Similarly, in respect to an incident where there was some contact of a sexual nature, while Ms Macgregor gave evidence that the incident caused her to feel “scared and awful”, the Court was unable to accept that, as, following the incident,  Ms MacGregor sent a text to Mr Craig that stated “… you make my heart melt… Love ya. Nanite…”  Further, subsequent texts in the days after showed no antipathy towards Mr Craig and demonstrated that the personal relationship between Mr Craig and Ms MacGregor continued to be intimate.

However, in respect to statements made by Mr Craig to Ms MacGregor of a sexual nature over a subsequent 2 year period, the Court found that there were not welcomed by Ms MacGregor.  This was even though Ms MacGregor did not complain about the behaviour at the time as the Court accepted that Ms MacGregor was concerned about the effect of a complaint on her employment.

When considering the final element of sexual harassment – detrimental effect – the Court held that “In a workplace, professional or social setting, detriment, disadvantage or harm to a person subjected to an (unwelcome/unwanted) intentional sexually oriented act or remark is inherent in the unwelcome, unwanted or offensive nature of the language or behaviour employed”. In other words, where conduct is unwelcome/unwanted, there will be inherent detriment, disadvantage or harm to a person subject to such, such as “having to work in the strained, tense or demeaning atmosphere inevitably created by unwelcome sexual conduct or language.” 

Finally, the Court confirmed that there can be sexual harassment even if an “offender” does not know or intend that their conduct be unwanted or unwelcome or that it would cause or be likely to cause detriment.  Consequently, while intentional conduct or language of a sexual nature is first required, the focus then shifts to the response of, and consequences for, the person subjected to it – did they find it unwelcome/unwanted and did they experience disadvantage from it?

Further, even a one off incident can still constitute sexual harassment, it does not need to be repeated.  Even an isolated incident of sexual harassment in a workplace or professional setting, depending on its severity, could have long-term implications for a continuing work relationship.
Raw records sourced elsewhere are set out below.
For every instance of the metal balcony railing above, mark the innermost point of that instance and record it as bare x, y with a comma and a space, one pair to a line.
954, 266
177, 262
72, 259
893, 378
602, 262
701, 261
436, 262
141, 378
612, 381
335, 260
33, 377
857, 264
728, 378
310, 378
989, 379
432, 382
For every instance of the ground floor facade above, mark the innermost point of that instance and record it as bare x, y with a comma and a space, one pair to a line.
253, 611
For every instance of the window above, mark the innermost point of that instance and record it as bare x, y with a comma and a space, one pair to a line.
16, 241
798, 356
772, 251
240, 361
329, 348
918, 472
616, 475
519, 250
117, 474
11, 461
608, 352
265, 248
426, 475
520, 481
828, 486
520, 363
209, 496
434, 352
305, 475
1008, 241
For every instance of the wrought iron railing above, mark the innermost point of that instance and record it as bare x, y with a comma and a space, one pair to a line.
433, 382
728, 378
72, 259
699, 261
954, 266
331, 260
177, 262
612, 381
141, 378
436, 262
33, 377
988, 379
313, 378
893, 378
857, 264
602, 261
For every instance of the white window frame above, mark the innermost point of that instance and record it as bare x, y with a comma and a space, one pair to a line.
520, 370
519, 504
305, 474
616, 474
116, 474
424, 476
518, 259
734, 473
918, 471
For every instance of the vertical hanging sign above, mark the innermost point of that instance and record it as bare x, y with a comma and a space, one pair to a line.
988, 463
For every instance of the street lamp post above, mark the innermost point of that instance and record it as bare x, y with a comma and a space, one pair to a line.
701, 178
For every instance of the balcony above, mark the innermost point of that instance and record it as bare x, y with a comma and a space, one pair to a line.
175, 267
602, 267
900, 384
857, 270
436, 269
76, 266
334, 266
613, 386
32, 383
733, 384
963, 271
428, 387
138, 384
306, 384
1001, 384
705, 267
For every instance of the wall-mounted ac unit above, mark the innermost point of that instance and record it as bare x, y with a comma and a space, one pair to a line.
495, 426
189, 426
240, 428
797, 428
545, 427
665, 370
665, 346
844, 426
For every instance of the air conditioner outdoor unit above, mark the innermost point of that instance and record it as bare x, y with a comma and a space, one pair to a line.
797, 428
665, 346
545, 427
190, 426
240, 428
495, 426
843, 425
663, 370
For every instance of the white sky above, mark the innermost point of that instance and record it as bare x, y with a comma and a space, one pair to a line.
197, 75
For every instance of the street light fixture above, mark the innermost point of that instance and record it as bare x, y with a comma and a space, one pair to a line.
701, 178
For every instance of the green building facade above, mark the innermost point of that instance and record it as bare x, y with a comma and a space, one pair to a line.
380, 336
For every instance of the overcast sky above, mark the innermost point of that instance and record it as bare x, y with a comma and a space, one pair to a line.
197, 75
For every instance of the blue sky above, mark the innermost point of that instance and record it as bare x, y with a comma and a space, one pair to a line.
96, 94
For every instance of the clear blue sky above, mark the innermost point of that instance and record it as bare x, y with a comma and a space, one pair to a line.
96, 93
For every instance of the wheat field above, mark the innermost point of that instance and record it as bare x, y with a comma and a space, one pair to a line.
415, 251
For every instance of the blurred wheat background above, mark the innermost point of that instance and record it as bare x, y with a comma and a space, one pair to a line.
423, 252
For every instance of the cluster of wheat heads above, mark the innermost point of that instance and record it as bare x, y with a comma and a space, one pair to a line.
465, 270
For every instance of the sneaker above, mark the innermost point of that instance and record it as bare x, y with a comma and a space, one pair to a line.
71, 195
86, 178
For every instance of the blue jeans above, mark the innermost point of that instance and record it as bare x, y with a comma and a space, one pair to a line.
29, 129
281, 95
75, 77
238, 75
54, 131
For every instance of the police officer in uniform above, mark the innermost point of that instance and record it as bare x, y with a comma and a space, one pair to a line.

Interestingly, while the Court noted that it is implicit in the current statutory definitions of sexual harassment that whether there was sexual harassment requires reference to the circumstances that existed at the time it is alleged to have occurred, the Court also accepted that this may change in light of greater societal awareness of the way in which employees may be disadvantaged by the exploitation of a power imbalance in a workplace.  In other words, an employee, subject to a power imbalance, might not turn their mind to whether certain actions are unwelcome at the time but later, on reflection, consider they were manipulated into a consensual sexual relationship.  That consideration, recognising the possible exploitation of a power imbalance, may therefore result in an extended definition of sexual harassment in the future.

Takeaways

Awareness of possible sexual harassment in the workplace has grown of late, particularly in the context of relationships where there is a power imbalance.  Employers not only need to know what sexual harassment is but also need to take steps to safeguard employees against it.  As a first port of call, employers should have a policy addressing sexual harassment, including what it is, practical guidance to reduce the chances of it occurring, and what employees should do if they believe they have been subject to sexual harassment.  All staff, including managers, should be familiar with this policy, at the start of their employment and throughout it.